Banks entering second half on a softer footing


HLIB Research said it was expecting a softer earnings outlook for the banking sector as credit strategy shifts and margin pressures persist.

PETALING JAYA: The banking sector is entering the second half of financial year 2026 (2H26) on a softer footing with early optimism, driven by falling bond yields, attractive dividend prospects and expectations of capital management initiatives, gradually faded amid a lack of stronger catalysts.

Hong Leong Investment Bank (HLIB) Research said heightened geopolitical uncertainty also added to this expectation.

“The outbreak of the Iran war triggered a broad risk-off sentiment, accelerating foreign fund outflows from Malaysian equities and erased the sector’s earlier gains.

“While the first quarter of this financial year (1Q26) earnings remained broadly resilient, supported by steady loan growth and stable asset quality, softer non-interest income and higher provisions signalled that the operating environment is becoming increasingly challenging,” it told clients in a report.
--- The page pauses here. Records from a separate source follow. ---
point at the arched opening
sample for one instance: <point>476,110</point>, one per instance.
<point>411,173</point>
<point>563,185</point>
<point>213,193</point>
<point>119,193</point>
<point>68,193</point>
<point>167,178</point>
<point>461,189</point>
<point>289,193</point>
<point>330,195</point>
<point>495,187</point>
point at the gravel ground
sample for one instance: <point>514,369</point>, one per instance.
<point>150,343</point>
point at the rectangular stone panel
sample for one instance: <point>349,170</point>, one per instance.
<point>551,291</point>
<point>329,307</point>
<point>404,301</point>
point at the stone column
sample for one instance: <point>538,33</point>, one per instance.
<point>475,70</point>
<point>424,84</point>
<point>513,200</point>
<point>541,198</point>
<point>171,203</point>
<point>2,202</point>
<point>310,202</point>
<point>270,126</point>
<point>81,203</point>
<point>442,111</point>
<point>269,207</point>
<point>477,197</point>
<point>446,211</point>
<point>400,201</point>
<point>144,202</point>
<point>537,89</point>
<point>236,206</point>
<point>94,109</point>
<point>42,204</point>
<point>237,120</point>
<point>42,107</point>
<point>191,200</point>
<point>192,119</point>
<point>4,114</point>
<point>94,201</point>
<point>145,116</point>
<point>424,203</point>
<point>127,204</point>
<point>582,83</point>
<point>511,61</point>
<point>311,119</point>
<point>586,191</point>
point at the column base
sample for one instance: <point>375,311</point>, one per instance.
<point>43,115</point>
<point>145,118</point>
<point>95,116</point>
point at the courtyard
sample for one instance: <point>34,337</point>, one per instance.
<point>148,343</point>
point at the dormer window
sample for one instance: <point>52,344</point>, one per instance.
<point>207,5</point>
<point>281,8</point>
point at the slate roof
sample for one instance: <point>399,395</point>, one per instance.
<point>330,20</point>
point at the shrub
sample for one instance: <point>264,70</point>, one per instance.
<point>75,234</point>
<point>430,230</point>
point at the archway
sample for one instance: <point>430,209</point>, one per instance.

HLIB Research said it was expecting a softer earnings outlook for the banking sector as credit strategy shifts and margin pressures persist.

“We project that earnings momentum could weaken over the remainder of 2026.

“Banks are increasingly prioritising higher-quality corporate lending over riskier small and medium enterprise exposures which is a prudent strategy that should strengthen portfolio resilience but potentially temper loan growth and dilute yields,” it said.

It added net interest margins are likely to remain under pressure amid persistent deposit competition and the lingering impact of the July rate cut.

Treasury gains are also expected to moderate as bond yields stabilise, while elevated foreign-exchange volatility may continue to weigh on banks with sizeable US dollar funding exposures, HLIB Research said, adding that collectively, in its view, these factors point to limited earnings upside in the near term.

Downgrading the sector to “neutral”, it said it anticipated two potential headwinds for the banking sector in 2H26, namely asset quality deterioration risk and potential index- related overhang.

“Our key concern has shifted from margin compression to asset quality,” it said, adding that statistical analysis suggests global supply chain disruptions lead deterioration in industry gross impaired loan ratios by around 12 months.

Although banks maintain a healthy RM4.1bil management overlay (2.6 times cover on 2025 aggregate provisions), sustained cost pressures could still test these buffers if macro conditions deteriorate.

Separately, the proposed expansion of the FBM KLCI to 50 constituents introduces an additional short-term headwind, with lower sector index weightings potentially creating a transitory overhang for banking stocks that are currently represented in the bellwether index, HLIB Research said.

A banking analyst told StarBiz banking stocks have not performed as well as expected so far this year, and the current volatile global environment is not helping.

“Foreign fund outflows from Malaysian banks have been significant but fundamentals are still intact for now,” he said.

In its report, UOB Kay Hian Research said it was “overweight” on the banking sector.

It said that despite the ongoing US-Iran peace deal negotiations, Malaysian equities are likely to kick off 2H26 defensively, amid expectations of the 16th General Election (in 4Q26) and a “higher-for-longer” cost inflationary impact from the Iran conflict.